When you read a lot and then you find a book that knocks your socks off, it can be hard to explain why. I am going to use some words about Ithaca that sound like the Guardian reviewing a Shakespeare interpretation: this book is mature, assured, poignant, witty, and cutting. Since it is a story from Homer retold from the women’s point of view, the comparison to Madeline Miller’s Circe is obvious, and I did love Circe, but this book has a lot more bite to it. It is also a more challenging read: it is trying for some things, and it succeeds.
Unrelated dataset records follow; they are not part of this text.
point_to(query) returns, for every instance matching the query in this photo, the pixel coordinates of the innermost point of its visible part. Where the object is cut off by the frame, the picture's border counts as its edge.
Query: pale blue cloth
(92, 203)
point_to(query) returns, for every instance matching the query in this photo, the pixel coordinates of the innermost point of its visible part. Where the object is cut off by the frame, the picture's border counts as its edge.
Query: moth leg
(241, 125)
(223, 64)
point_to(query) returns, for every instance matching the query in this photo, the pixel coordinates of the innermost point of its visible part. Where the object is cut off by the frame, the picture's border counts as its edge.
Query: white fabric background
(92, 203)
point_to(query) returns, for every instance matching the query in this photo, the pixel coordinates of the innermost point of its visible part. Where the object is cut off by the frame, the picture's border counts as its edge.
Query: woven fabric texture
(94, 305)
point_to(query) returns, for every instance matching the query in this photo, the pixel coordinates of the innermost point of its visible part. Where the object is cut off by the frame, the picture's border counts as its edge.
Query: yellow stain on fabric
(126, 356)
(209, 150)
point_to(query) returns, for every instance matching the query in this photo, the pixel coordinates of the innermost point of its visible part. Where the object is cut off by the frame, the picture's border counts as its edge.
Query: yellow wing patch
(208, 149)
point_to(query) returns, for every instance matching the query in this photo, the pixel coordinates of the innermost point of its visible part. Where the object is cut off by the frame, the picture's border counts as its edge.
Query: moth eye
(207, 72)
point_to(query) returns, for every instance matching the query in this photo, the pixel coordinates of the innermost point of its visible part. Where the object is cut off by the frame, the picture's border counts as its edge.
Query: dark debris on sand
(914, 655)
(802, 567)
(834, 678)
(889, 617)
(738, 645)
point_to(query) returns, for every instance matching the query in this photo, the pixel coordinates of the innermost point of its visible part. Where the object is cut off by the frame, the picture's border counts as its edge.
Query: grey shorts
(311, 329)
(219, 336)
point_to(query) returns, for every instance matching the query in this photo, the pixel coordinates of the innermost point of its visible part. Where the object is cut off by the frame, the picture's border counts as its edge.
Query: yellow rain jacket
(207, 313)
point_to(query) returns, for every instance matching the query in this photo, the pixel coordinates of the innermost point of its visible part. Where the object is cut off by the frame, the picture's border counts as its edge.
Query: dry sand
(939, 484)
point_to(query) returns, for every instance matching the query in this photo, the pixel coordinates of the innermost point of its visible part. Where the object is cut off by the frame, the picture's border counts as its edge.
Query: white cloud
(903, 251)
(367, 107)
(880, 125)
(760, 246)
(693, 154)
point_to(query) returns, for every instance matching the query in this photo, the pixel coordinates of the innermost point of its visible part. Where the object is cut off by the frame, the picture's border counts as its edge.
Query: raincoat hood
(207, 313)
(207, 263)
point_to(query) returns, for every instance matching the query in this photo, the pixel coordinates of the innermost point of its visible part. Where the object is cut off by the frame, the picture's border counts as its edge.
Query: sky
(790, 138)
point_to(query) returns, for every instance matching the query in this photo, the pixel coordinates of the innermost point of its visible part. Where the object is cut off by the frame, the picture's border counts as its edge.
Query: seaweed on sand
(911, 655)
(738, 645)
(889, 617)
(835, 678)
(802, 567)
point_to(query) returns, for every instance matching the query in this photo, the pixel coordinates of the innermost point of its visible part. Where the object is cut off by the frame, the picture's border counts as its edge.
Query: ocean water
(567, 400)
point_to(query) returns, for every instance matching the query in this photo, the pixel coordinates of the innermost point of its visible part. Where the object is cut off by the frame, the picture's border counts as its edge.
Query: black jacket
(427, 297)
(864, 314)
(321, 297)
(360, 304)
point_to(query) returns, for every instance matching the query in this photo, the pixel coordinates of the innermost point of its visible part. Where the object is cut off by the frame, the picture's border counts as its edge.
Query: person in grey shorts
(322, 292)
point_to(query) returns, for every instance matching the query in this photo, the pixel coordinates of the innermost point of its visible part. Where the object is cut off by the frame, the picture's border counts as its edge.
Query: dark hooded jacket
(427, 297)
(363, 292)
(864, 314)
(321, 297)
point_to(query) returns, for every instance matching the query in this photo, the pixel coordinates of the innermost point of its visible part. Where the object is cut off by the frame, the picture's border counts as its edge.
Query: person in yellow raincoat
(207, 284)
Ithaca is Penelope’s story as narrated by Hera, who is omniscient, but by no means omnipotent, for she, like Penelope, is trying to change the course of history while avoiding the notice of the men who would stop her. Seriously, if you read one “feminist myth retelling” this decade, let it be this one.
All three [queens of Greece] came from Sparta, and shared some of the same mortal blood. One was the daughter of a naiad. This creature of sea and pearl, seeing Icarius, prince of Sparta and brother to the king, bathing one day by the mouth of the river, exclaimed, “Hey, prince, get a load of this!” or words to that effect, and he, with very little forethought, absolutely did. When nine months later she slipped out of the stream behind the palace and presented him with their daughter, he politely accepted the wailing bundle from the naiad’s already departing form, took her to a cliff and serenely threw her to her death. A flock of helpful ducks, who understood that naiads might not want to raise their own children but would certainly be insulted if one was left to die, carried Penelope to safety, and getting the quacking message at last, Icarius took her home to his mortal wife with a jaunty cry of “Dearest one, the gods have blessed us with this fortunate yet mysterious infant! What luck, what!”